There are also nuances with the recording. If a variable (even if it is an array element) is not set, then it can be implicitly used as an array. But if it is set and is not an array, then there may be problems:

<?php
unset($a);
$a['a'] = 'a'; // это ок
$a['b'] = 1; // это ок
$a['a'][0] = 'b'; // перезапишет первый символ строки!!!
$a['b'][0] = 'b'; // будет notice, про обращение к скаляру, как к массиву
unset($a);
$a['a']['b']['c']['d'] = 'str'; // тоже ок
$с = new SomeClass;
$с[0] = 'c'; // Если класс имплементил ArrayAccess интерфейс, то вызовется метод offsetGet,
             // иначе Fatal error

So if you are not sure what is contained in a variable or array element, then it is better to explicitly initialize the array.

@resurection, 2011-08-24
_

It is impossible to check with isset. for a null value, it returns false. See the doc:
$a = array ('test' => 1, 'hello' => NULL);
var_dump(isset($a['test'])); // TRUE
var_dump(isset($a['hello'])); // FALSE
To check if an array key exists, use array_key_exists():
var_dump(array_key_exists('hello', $a)); // TRUE
en.php.net/manual/en/function.isset.php

WebSpider, 2011-08-23
@WebSpider

I think that you need to check if you do not want to overwrite an existing value, i.e.

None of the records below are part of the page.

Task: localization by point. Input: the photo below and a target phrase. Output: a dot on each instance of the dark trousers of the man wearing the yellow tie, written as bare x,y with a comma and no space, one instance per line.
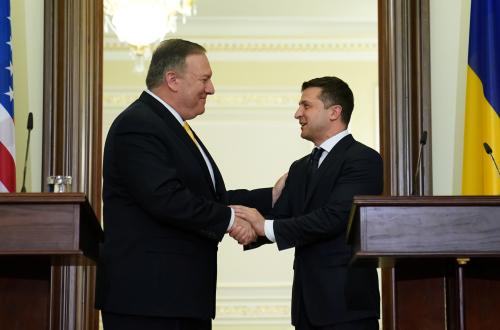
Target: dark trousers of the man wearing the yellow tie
112,321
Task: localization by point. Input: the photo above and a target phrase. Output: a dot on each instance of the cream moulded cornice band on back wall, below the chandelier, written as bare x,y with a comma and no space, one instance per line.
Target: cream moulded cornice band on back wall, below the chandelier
271,38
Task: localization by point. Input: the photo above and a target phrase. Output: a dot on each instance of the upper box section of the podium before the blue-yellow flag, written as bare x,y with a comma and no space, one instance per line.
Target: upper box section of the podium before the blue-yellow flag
425,226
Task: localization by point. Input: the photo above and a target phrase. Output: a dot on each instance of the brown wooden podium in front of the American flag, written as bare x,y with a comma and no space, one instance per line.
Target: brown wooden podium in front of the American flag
41,234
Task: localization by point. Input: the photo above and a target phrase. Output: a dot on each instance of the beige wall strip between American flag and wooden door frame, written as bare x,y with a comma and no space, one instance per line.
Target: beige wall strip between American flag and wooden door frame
27,48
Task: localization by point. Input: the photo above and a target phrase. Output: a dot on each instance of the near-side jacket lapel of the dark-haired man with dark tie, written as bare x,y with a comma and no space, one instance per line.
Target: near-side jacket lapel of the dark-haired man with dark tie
329,168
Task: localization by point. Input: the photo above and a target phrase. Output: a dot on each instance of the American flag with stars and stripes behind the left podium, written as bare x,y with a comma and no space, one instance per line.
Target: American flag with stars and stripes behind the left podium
7,146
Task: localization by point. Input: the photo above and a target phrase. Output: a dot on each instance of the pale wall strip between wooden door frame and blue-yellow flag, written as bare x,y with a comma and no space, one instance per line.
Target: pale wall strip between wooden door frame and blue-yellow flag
449,44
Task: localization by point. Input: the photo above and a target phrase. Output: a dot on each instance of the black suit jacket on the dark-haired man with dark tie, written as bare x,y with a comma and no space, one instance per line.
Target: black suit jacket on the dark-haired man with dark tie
315,223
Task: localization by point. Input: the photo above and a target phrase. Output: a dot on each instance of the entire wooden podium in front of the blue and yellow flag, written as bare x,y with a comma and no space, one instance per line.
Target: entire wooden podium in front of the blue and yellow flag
440,259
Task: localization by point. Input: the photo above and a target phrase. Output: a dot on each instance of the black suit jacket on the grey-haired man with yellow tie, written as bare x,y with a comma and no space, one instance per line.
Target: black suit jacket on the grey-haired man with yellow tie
163,218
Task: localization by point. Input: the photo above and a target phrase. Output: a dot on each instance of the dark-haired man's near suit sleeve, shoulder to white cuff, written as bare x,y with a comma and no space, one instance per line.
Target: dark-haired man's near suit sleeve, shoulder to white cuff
360,175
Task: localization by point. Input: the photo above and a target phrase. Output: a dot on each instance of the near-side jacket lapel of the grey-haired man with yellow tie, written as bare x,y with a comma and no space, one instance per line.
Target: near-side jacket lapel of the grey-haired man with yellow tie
181,133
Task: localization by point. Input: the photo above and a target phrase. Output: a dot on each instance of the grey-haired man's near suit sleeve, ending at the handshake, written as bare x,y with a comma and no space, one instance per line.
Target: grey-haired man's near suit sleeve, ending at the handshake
148,165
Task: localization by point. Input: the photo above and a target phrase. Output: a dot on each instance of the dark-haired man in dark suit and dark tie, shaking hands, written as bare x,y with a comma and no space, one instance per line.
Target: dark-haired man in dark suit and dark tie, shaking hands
312,214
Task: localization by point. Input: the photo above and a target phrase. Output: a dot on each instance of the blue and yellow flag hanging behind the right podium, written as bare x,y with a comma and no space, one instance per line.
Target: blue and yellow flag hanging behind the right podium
482,112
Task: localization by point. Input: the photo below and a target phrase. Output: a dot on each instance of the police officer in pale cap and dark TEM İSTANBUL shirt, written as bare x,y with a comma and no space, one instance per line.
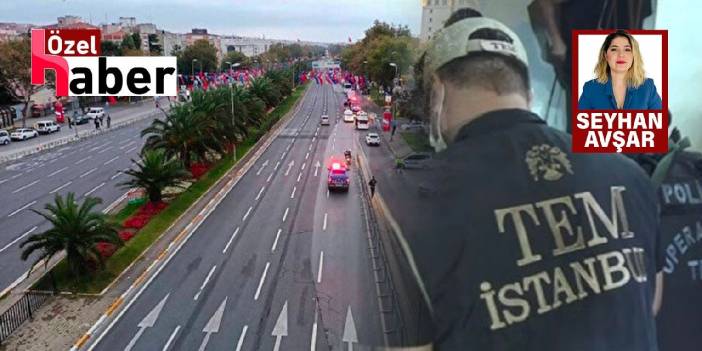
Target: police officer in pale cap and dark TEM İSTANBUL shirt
518,243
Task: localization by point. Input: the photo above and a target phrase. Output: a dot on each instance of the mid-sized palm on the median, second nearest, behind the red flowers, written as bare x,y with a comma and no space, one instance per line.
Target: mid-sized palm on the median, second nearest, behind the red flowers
155,171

if (!isset($_SESSION['voted'][$voteId])) {
  // Ещё не голосовали, учитываем голос
  $_SESSION['voted'][$voteId] = time();
}

In other cases, verification is optional. Naturally, if any variables are used inside, they must be checked separately for existence and for the correctness of the type. In this case, you need to make sure that the $voteId variable exists and has a number type

charon, 2011-08-23
@charon

I think it's enough to check the end element of the array. And if something confuses you, turn on the PHP error log with the maximum logging level: if there are not even warnings, then everything is ok.

Fastto, 2011-08-23
@Fastto

there is the most super-high level - there are no notices, you can use it, version 5.3.6, what will happen next is unknown.

Sergey Beresnev, 2011-08-23
@sectus

Maybe refactor the code and replace the array with an object?